The definition of allowed Unicode characters is the same as [XML]. This excludes the surrogate blocks, FFFE, and FFFF:


#x9 | #xA | #xD | [#x20-#xD7FF] | [#xE000-#xFFFD] | [#x10000-#x10FFFF]

Document authors are encouraged to avoid "compatibility characters", as defined in section 2.3 of [Unicode]. The characters defined in the following ranges are also discouraged. They are either control characters or permanently undefined Unicode characters:


[#x7F-#x84], [#x86-#x9F], [#xFDD0-#xFDEF],
[#x1FFFE-#x1FFFF], [#x2FFFE-#x2FFFF], [#x3FFFE-#x3FFFF],
[#x4FFFE-#x4FFFF], [#x5FFFE-#x5FFFF], [#x6FFFE-#x6FFFF],
[#x7FFFE-#x7FFFF], [#x8FFFE-#x8FFFF], [#x9FFFE-#x9FFFF],
[#xAFFFE-#xAFFFF], [#xBFFFE-#xBFFFF], [#xCFFFE-#xCFFFF],
[#xDFFFE-#xDFFFF], [#xEFFFE-#xEFFFF], [#xFFFFE-#xFFFFF],
[#x10FFFE-#x10FFFF].

A Canonical Fragment Identifier (CFI) consists of an initial sequence epubcfi that identifies this particular reference method, and a parenthesized path or range. A path is built up as a sequence of structural steps to reference a location. A range is a path followed by two local (or relative) paths that identify the start and end of the range.

Steps are denoted by the forward slash character (/), and are used to traverse XML content. The last step in a CFI path represents a location within a document, either structural (XML element), textual (character data), or aural-visual (image, audio, or video media). Such terminating steps may be complemented by an optional "offset", which denotes a particular character position, temporal or spatial fragment.
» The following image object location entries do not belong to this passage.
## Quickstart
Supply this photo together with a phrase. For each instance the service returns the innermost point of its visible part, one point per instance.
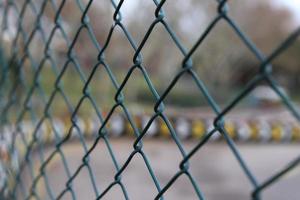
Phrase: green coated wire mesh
(22, 89)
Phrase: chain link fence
(22, 90)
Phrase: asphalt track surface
(214, 167)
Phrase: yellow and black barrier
(50, 133)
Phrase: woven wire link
(13, 101)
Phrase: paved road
(214, 168)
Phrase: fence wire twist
(12, 103)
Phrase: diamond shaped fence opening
(75, 72)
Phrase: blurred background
(222, 62)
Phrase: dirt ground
(214, 168)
Substrings in brackets are extensible assertions that improve the robustness of traversing paths and migrating them from one revision of the document to another. These assertions preserve additional information about traversed elements of the document, which makes it possible to recover intended location even after some modifications are made to the EPUB Publication.

Although the value definition in the syntax above allows any a sequence of characters, a circumflex (^) must be used to escape the following characters to ensure their presence does not interfere with parsing:

  • brackets ([,])

  • circumflex (^)

  • comma (,)

  • parentheses ((,))

  • semicolon (;)

Example of an EPUB CFI that points to a location after the text "2[1]".

epubcfi(/6/14[chap05ref]!/4[body01]/10/2/1:3[2^[1^]])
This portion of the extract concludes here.